Developing a Single-Pass Weighted LogSumExp Function
Recently I’ve been thinking about the LogSumExp trick since it is used in the integration step of nested sampling. I won’t go over too much of the math here, but the reason this trick exists is to greatly increase the numerical stability of the operation
$$ \log \sum_i \exp x_i $$
via the identity
$$ a + \log \sum_i \exp\left(x_i - a\right) $$
Naive implementations
In Julia we can implement a naive logsumexp with
logsumexp_naive(X) = log(sum(exp, X))
let’s test the numerical accuracy against Julia’s BigFloat
for some very large numbers
using Random
rng = Random.seed!(55215)
X = 1000 .* rand(rng, 100)
logsumexp_naive(X)
# output
Inf
logsumexp_naive(big.(X))
# output
992.4854574035180795285906086509468594208066712019734540787001118090835360846258
Now let’s compare that to a version using the shift, which requires 2 passes through the collection X
, first to find the maximum and again to accumulate the sum
function logsumexp_twopass(X)
a = maximum(X)
return a + log(sum(x -> exp(x - a), X))
end
logsumexp_twopass(X)
# output
992.4854574035181
Let’s use BenchmarkTools.jl
to do some timing tests
using BenchmarkTools
@btime logsumexp_naive($X)
# output
437.848 ns (0 allocations: 0 bytes)
Inf
@btime logsumexp_twopass($X)
# output
912.282 ns (0 allocations: 0 bytes)
992.4854574035181
we can see the extra pass over the collection almost exactly doubles our runtime.
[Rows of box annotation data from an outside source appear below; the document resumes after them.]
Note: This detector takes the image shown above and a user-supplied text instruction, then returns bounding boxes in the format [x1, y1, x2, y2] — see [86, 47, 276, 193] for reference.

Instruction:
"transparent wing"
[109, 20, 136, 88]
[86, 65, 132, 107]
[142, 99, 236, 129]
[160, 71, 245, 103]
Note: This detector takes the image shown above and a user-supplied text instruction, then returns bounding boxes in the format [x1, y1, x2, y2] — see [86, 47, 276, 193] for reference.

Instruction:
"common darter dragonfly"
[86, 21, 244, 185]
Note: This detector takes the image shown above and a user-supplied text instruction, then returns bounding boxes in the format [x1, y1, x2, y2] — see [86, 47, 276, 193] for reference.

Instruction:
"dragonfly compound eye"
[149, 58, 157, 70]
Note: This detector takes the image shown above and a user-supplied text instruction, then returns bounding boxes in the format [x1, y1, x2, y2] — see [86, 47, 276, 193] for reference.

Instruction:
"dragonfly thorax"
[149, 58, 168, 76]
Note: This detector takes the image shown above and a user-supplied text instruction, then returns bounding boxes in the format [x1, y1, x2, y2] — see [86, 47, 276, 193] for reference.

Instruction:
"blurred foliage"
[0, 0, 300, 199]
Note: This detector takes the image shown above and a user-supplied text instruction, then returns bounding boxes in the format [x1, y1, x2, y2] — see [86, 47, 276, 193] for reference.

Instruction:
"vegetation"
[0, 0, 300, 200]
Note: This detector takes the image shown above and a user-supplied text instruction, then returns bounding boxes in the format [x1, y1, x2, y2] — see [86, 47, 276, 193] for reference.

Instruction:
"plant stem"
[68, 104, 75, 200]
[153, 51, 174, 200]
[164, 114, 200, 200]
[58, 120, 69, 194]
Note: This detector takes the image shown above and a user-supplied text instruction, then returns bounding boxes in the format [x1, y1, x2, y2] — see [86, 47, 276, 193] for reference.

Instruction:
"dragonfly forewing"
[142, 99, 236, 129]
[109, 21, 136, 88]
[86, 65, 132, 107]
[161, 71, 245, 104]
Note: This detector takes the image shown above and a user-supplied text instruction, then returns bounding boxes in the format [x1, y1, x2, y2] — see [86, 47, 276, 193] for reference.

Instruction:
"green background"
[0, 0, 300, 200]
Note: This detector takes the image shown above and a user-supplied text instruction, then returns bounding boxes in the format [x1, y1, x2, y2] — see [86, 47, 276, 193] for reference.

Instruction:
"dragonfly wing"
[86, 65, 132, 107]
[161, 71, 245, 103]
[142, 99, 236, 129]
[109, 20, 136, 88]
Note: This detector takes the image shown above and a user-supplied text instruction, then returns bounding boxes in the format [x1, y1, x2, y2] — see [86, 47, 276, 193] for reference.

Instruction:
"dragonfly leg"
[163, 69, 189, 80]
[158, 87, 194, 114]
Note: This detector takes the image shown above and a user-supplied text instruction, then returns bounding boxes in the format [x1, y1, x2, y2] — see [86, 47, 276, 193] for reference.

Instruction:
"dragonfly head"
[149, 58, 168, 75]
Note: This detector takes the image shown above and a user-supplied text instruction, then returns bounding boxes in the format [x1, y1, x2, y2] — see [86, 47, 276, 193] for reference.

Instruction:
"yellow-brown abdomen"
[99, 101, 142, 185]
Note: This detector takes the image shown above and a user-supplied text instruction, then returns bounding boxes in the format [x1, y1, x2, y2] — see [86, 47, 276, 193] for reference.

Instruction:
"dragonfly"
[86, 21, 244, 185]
Single-pass (streaming) implementation
From “Streaming Log-sum-exp Computation” by Sebastion Nowozin, we can actually find both the maximum
and accumulate the sum with a single pass through the collection.
function logsumexp_onepass(X)
a = -Inf
r = zero(eltype(X))
for x in X
if x ≤ a
# standard computation
r += exp(x - a)
else
# if new value is higher than current max
r *= exp(a - x)
r += one(x)
a = x
end
end
return a + log(r)
end
@btime logsumexp_onepass($X)
# output
632.657 ns (0 allocations: 0 bytes)
992.4854574035181
so not quite as fast as the naive implementation, but still faster than the two-pass version.
Extending to weighted sum
The scipy implementation of logsumexp allows performing an extension of the logsumexp
algorithm with a weighted sum-
$$ \log \sum_i{ w_i \exp x_i} $$
This is straightforward enough to implement using our single pass algorithm above
function logsumexp_onepass(X, w)
a = -Inf
r = zero(eltype(X))
for (x, wi) in zip(X, w)
if x ≤ a
# standard computation
r += wi * exp(x - a)
else
# if new value is higher than current max
r *= exp(a - x)
r += wi
a = x
end
end
return a + log(r)
end
# when w = 1 it should be equivalent to logsumexp
logsumexp_onepass(X, ones(length(X)))
# output
992.4854574035181
w = rand(rng, length(X))
@btime logsumexp_onepass($X, $w)
# output
777.162 ns (0 allocations: 0 bytes)
991.6805331462472
What’s missing?
While the weighted logsumexp
function above works for many different types of iterators and arrays, it doesn’t support reducing over arbitrary dimensions in a multi-dimensional array-
function logsumexp_twopass(X, w; dims)
a = maximum(X; dims=dims)
r = sum(w .* exp.(X .- a); dims=dims)
return a .+ log.(r)
end
logsumexp_twopass([X X], [w w]; dims=1)
# output
1×2 Matrix{Float64}:
991.681 991.681
unfortunately, this method is quite slow
@btime logsumexp_twopass($([X X]), $([w w]); dims=1)
# output
2.969 μs (7 allocations: 2.16 KiB)
1×2 Matrix{Float64}:
991.681 991.681
This is ~3 times slower than the multi-dimensional array implementation of logsumexp
in LogExpFunctions.jl, which does not support weights
using LogExpFunctions
@btime LogExpFunctions.logsumexp($([X X]); dims=1)
# output
1.310 μs (2 allocations: 208 bytes)
1×2 Matrix{Float64}:
992.485 992.485
I leave an open challenge to any readers who can get an implementation for a weighted logsumexp
that matches the quality of the logsumexp
implementation in LogExpFunctions.jl . The biggest issues with trying to transcribe the implementation is that LogExpFunctions.jl levies reduce
, which doesn’t (currently) take multiple array arguments. Neither does mapslices
, so a custom loop would have to be written over the array indices, as far as I can tell.